| Prakash Karat, Sitaram Yechury and Buddhadeb Bhattacharjee in Calcutta on Wednesday. Picture by Amit Datta
Calcutta, Jan. 3: Mirroring the CPM’s stated position, chief minister Buddhadeb Bhattacharjee today said his government would not consider more than “four to five proposals” for special economic zones (SEZs) in Bengal.
This is the first time such a cut-off mark is being spelt out, though the chief minister did not elaborate if it includes proposals that have already been given “in-principle” clearance by the Centre.
The state government had forwarded to Delhi 17 of the 24 proposals it had received, of which eight won the Centre’s nod in October.
Bhattacharjee’s comments setting the ceiling were made at a public meeting attended by CPM general secretary Prakash Karat, who has been trying to get the Centre to go slow on SEZs and tighten rules of land use.
Karat said the party’s policy to oppose “land grabbing in the name of special economic zones” would be enforced in Bengal also.
His statement reflected the concern among party units that were finding it difficult to oppose SEZ projects in their states because of the perceived ambiguity regarding Bengal.
Both Bhattacharjee and Karat sought to clear the air.
Bhattacharjee said: “SEZs are meant for industries and not for real estate business. I have asked the Prime Minister and finance minister, ‘why do we need more than 200 SEZs'’ They should specify the number of SEZs needed in core sectors.
“In Bengal, we have focused on SEZs in petrochemicals and chemicals.
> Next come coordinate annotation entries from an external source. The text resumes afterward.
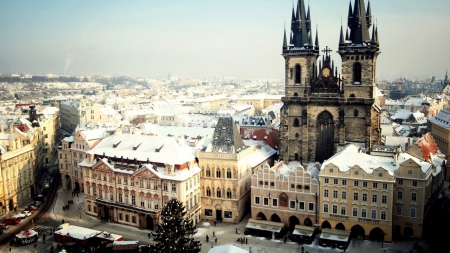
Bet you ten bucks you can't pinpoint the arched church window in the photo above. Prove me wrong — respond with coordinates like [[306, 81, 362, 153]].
[[216, 168, 220, 178], [227, 168, 231, 178], [295, 64, 302, 84], [217, 188, 222, 198], [227, 188, 231, 199], [294, 118, 300, 127], [353, 62, 362, 84]]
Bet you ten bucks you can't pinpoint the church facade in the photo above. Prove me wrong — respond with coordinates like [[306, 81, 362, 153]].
[[280, 0, 381, 164]]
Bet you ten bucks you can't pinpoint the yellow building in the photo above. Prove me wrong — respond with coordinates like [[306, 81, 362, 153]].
[[427, 110, 450, 180], [38, 107, 61, 164], [319, 144, 395, 242], [251, 161, 319, 230], [0, 118, 43, 214], [197, 117, 276, 223], [80, 134, 201, 230]]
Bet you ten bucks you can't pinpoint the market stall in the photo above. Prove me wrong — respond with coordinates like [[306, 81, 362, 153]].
[[16, 229, 39, 245]]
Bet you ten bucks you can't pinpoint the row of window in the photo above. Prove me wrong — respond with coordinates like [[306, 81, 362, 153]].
[[323, 204, 387, 220], [259, 180, 309, 190], [397, 191, 417, 201], [206, 187, 232, 199], [324, 179, 388, 189], [323, 189, 387, 204], [205, 168, 231, 178], [254, 196, 314, 212], [205, 209, 233, 219]]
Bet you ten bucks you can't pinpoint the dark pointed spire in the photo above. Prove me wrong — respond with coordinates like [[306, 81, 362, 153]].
[[294, 0, 309, 47], [306, 3, 311, 32], [349, 0, 370, 44], [372, 23, 377, 43], [339, 20, 345, 45], [348, 0, 353, 22], [375, 27, 380, 45], [308, 30, 314, 47], [314, 25, 320, 50], [366, 0, 372, 28], [291, 1, 295, 31]]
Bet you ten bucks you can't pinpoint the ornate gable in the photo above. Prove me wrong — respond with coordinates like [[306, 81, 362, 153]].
[[133, 166, 160, 179]]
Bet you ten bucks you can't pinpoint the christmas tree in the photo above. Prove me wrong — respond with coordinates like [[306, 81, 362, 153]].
[[151, 199, 202, 253]]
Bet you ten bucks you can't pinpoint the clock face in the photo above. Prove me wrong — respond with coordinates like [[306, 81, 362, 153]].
[[322, 68, 330, 77]]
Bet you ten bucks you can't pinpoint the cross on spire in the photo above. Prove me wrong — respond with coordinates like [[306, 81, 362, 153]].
[[322, 46, 333, 57]]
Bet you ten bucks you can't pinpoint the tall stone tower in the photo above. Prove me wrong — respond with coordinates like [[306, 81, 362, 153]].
[[280, 0, 381, 163]]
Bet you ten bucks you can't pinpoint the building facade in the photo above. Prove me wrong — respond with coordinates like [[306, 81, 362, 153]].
[[251, 161, 319, 229], [280, 0, 381, 163], [78, 134, 201, 230], [0, 118, 44, 214], [427, 110, 450, 180], [197, 117, 276, 223], [58, 136, 73, 190]]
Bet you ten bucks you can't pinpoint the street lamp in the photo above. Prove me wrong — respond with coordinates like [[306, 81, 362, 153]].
[[78, 206, 83, 220]]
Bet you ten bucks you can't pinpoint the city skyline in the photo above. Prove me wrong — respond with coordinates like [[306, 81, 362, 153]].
[[0, 0, 450, 79]]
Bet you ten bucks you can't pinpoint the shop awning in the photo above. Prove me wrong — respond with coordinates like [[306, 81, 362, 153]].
[[245, 219, 284, 232], [292, 225, 314, 237], [320, 228, 350, 242]]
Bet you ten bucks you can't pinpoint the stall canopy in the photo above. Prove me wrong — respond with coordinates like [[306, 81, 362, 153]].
[[320, 228, 350, 242], [245, 219, 284, 233], [292, 225, 314, 237]]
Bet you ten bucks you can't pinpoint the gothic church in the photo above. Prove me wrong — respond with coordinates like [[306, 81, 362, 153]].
[[280, 0, 381, 163]]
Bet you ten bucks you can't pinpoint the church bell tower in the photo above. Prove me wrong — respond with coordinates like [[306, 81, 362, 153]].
[[280, 0, 381, 164]]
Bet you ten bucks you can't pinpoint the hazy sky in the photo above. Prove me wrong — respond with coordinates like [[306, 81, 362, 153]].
[[0, 0, 450, 79]]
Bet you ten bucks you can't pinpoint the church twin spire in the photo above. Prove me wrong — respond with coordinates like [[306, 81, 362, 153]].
[[283, 0, 319, 52]]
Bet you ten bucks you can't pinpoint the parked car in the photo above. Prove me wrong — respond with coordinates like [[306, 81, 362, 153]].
[[3, 217, 20, 225], [12, 213, 28, 220], [33, 195, 45, 202], [25, 205, 37, 211]]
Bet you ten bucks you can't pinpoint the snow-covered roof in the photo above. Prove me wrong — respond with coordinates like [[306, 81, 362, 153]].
[[428, 110, 450, 129], [54, 225, 101, 240], [244, 140, 277, 168], [88, 134, 195, 165]]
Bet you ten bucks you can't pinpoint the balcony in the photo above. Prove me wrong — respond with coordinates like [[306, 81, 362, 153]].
[[95, 198, 160, 215]]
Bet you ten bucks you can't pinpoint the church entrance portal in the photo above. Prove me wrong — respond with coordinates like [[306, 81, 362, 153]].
[[316, 111, 334, 163], [149, 215, 153, 230]]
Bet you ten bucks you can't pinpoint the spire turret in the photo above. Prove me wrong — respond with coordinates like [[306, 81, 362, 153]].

Since SEZs are coming up across the country, we can’t say no to it. But we are taking measured steps. We have four to five proposals to set up SEZs in the state. We won’t go further.’’
If the chief minister sticks to the “four-to-five” limit — it is possible he meant the cleared proposals and did not quote the precise number during the extempore speech — three projects will have to be scrapped.
Among the SEZs on the drawing board are a chemical hub and a multi-sector one in Haldia and Nandigram by the Indonesian Salim Group, which together would need 22,500 acres. Others include the Kulpi port-cum-SEZ project as well as those by Videocon Group, Salarpuria Properties and Srei, which cumulatively require 10,000 acres. The state now has three SEZs.
Karat, too, played his part, drawing a distinction between the Singur land acquisition and “land-grabbing for SEZs”. “Singur is not an SEZ. Land has been acquired there for a factory,” he said.
Bhattacharjee today assured “jobs, direct or indirect, to every land-loser in Singur, especially those dependent on land”.
But he said acquisition of farmland for industry is unavoidable in Bengal, which has less than 1 per cent fallow land. “History will not forgive us if we deter from industrialisation for that reason.”